At the outset, we note that the names of the OIG employees who participated in the investigation were provided to TMS. The information that the firm seeks would identify witnesses who spoke to the OIG about the allegations against TMS, and others who cooperated in the investigation. While we agree with TMS that the public has a significant interest in maintaining the integrity of the government's investigatory processes, we find that this goal may best be achieved by withholding information of this kind, not by releasing it. Revealing the identity of individuals who cooperate with OIG investigations could subject the individuals to harassment, retaliation, or invasions of privacy. See, e.g., Valley Times, 23 DOE at 80,632; James L. Schwab,

21 DOE ¶ 80,117 (1991) . Potential witnesses in future OIG inquiries would therefore be much less likely to cooperate if they knew that their identities could later be revealed to the subject of the investigation. Moreover, release of the withheld information, by itself, would add little to the public's understanding of the investigatory process. While TMS could conceivably use the information to gain some insight into how the investigation was conducted, we find that interest to be outweighed by the very serious impact that disclosure could have on the OIG's ability to obtain needed information in future investigations. We therefore conclude that the OIG properly applied Exemptions 6 and 7(C) in withholding the information in question.

It Is Therefore Ordered That:

(1) The Freedom of Information Act Appeal filed by Technology & Management Services on August 20, 1999 is hereby denied.

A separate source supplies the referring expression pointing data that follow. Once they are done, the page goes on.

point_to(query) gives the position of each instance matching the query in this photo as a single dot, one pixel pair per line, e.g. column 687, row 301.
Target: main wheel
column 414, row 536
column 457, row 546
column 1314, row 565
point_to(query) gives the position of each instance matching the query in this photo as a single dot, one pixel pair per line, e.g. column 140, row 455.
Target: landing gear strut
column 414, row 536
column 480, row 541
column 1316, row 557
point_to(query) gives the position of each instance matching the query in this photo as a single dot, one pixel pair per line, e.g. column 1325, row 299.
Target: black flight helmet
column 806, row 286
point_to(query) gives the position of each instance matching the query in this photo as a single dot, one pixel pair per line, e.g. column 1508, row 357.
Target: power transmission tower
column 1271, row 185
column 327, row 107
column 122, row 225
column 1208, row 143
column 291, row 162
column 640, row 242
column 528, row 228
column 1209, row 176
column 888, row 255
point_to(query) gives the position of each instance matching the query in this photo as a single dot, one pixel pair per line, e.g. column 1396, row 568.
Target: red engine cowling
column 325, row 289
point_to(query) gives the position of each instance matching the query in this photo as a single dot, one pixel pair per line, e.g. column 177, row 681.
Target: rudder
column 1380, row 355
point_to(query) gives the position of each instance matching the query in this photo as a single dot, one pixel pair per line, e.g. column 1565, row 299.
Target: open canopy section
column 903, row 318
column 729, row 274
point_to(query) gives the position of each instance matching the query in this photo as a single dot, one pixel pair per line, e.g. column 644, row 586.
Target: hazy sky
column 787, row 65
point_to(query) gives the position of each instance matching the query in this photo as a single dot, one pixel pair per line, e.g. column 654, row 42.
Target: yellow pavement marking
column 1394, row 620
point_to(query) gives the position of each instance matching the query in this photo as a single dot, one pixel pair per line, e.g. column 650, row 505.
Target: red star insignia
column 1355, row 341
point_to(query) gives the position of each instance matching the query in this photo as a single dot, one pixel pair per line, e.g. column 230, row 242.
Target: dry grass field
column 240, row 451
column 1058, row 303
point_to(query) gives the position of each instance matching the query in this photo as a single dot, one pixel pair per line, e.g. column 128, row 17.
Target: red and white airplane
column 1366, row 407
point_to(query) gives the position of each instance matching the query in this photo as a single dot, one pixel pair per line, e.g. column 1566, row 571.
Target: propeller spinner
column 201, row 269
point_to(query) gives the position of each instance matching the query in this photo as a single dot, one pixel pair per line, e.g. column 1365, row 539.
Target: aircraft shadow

(2) This is a final Order of the Department of Energy from which any aggrieved party may seek judicial review pursuant to 5 U.S.C. § 552(a)(4)(B). Judicial review may be sought in the district in which the requester resides or has a principal place of business, or in which the agency records are located, or in the District of Columbia.

George B. Breznay

Director

Office of Hearings and Appeals

Date: September 22, 1999

(1)The remaining forty responsive documents were generated by other offices and agencies, and the documents were referred to these offices and agencies for review.

(2)TMS also requests that it be provided with a Vaughn index, i.e. an index identifying each responsive document, the exemption under which it is being withheld and an explanation of why that exemption is applicable. On previous occasions, we have stated that, although such an index may be required of the agency when it is in litigation with a FOIA requester, this degree of specificity is not required at the administrative stages of a FOIA request. See, e.g., Rockwell International, 21 DOE ¶ 80,105 at 80,527 (1991); Natural Resources Defense Council, 20 DOE ¶ 80,145 at 80,627 (1990). At the administrative level, determinations need only include a general description of the withheld material and a statement of the reason for the withholding. Therefore, we reject the Appellant's request for a Vaughn index.

(3)Because of a settlement agreement that was reached between the DOE and TMS on January 11, 1999, no final OIG report was issued. However, OIG has informed us that such a report would have been issued in the absence of a settlement.